SCHÄFER: Wir wollen die Rahmenbedingungen für die gesellschaftspolitischen Gruppen verbessern, damit angefangen, dass im Nellie Nashorn keine Raummiete bezahlt werden muss. Auch wollen wir Seminare anbieten, damit Ehrenamt effizienter arbeiten kann. Zum Glück haben wir die Schöpflin Stiftung gewinnen können, mit einem „Wandelbudget“ den Gruppen bis zu jeweils 1000 Euro  für die Umsetzung einer überzeugenden Wandel-Idee zur Verfügung zu stellen. Das ist vorbildlich.
Und wir möchten uns regional vernetzen. So gibt es etwa die erfolgreiche Initiative „Murg im Wandel“, in Basel und Steinen gibt es ebenfalls Wandel-Gruppierungen, in Rheinfelden gibt es die „Engagierte Stadt“, das französische Ungersheim ist Transition Town.

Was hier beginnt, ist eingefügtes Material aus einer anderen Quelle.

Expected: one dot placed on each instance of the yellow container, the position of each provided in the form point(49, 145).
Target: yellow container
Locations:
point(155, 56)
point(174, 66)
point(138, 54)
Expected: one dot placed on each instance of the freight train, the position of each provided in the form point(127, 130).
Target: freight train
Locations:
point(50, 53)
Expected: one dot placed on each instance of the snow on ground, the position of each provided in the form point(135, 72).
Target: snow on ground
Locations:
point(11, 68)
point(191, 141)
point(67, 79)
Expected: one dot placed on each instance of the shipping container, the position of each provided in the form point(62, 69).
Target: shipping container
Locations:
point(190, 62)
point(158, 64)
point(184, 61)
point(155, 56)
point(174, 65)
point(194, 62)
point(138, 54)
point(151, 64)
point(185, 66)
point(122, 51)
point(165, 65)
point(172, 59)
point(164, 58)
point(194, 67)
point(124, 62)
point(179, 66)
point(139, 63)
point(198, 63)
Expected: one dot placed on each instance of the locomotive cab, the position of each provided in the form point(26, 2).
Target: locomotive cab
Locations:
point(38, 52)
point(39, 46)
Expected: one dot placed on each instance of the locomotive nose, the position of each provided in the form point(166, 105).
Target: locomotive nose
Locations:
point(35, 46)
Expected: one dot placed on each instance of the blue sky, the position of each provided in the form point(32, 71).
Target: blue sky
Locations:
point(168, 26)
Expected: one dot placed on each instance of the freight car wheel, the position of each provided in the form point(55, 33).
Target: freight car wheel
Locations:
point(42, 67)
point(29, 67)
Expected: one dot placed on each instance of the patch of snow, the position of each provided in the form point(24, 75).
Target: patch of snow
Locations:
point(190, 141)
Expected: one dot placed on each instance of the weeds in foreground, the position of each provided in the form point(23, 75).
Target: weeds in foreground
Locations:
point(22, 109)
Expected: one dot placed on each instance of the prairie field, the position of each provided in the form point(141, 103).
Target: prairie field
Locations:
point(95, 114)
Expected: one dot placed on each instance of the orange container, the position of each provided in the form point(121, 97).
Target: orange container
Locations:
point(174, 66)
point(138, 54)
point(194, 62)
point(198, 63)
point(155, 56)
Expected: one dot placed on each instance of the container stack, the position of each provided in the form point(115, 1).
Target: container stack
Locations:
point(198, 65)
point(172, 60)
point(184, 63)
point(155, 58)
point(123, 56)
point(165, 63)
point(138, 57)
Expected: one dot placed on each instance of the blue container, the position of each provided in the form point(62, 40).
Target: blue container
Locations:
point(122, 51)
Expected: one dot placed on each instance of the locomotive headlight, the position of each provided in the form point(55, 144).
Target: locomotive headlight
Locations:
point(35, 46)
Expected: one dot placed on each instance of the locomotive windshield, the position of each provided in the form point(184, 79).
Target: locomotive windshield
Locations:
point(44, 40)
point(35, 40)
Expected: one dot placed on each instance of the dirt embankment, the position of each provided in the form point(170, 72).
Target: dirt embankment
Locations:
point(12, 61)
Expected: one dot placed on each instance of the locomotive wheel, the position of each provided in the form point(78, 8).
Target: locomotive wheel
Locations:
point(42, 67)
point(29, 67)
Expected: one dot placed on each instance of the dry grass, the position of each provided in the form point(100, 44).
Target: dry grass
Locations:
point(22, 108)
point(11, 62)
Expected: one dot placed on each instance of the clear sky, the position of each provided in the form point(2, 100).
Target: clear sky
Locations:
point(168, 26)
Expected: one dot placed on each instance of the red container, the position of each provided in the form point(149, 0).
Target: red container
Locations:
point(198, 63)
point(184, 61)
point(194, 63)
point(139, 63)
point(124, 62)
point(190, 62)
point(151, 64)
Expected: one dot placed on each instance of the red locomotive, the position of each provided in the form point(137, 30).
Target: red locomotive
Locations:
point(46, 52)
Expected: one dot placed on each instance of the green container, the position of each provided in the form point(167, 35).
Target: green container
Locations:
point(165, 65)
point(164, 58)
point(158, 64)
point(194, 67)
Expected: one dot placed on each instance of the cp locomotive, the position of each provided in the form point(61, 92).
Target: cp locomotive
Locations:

Wir  lernen gegenseitig von uns.
Persönlich hoffe ich, dass „fairNETZt“ sachorientierte Beiträge zu Zukunftsdebatten leistet – jenseits von Parteidenken und Einzelinteressen – als Plattform für die künftige Gestaltung von Lörrach als Stadt für uns Bürger. Und: Wir möchten als verlässlicher Partner wahrgenommen werden. Wir sind zwar im Grunde eine lose Bewegung, aber wo wir uns ein Querschnittsthema vornehmen, werden wir zuverlässig, mit modernen Methoden, Freude und pfiffigen Ideen mitarbeiten.
Es gibt diesen Begriff der „Weisheit der Vielen“: Wenn sich die verschiedenen Menschen und Gruppen gemeinsam mit einem Thema beschäftigen, entsteht am Ende immer etwas Neues. Neue Gedanken, neue Einsichten. Ich sehe diese Kultur der Beteiligung als Bereicherung für die Demokratie.

Die Feier
Beginn ist heute, Samstag, um 15 Uhr im Nellie Nashorn mit Begrüßung, Rück- und Ausblick. Danach Kaffee und Kuchen sowie Beiträge und Präsentation von Förderern, Wegbereitern, Gruppen und Initiativen. Gegen 17 Uhr Film- und Diskussionsbeiträge, abends besteht die Möglichkeit zum Essen in der Gastwirtschaft, ab 21 Uhr Disko und Tanztee. Alle Interessenten sind eingeladen.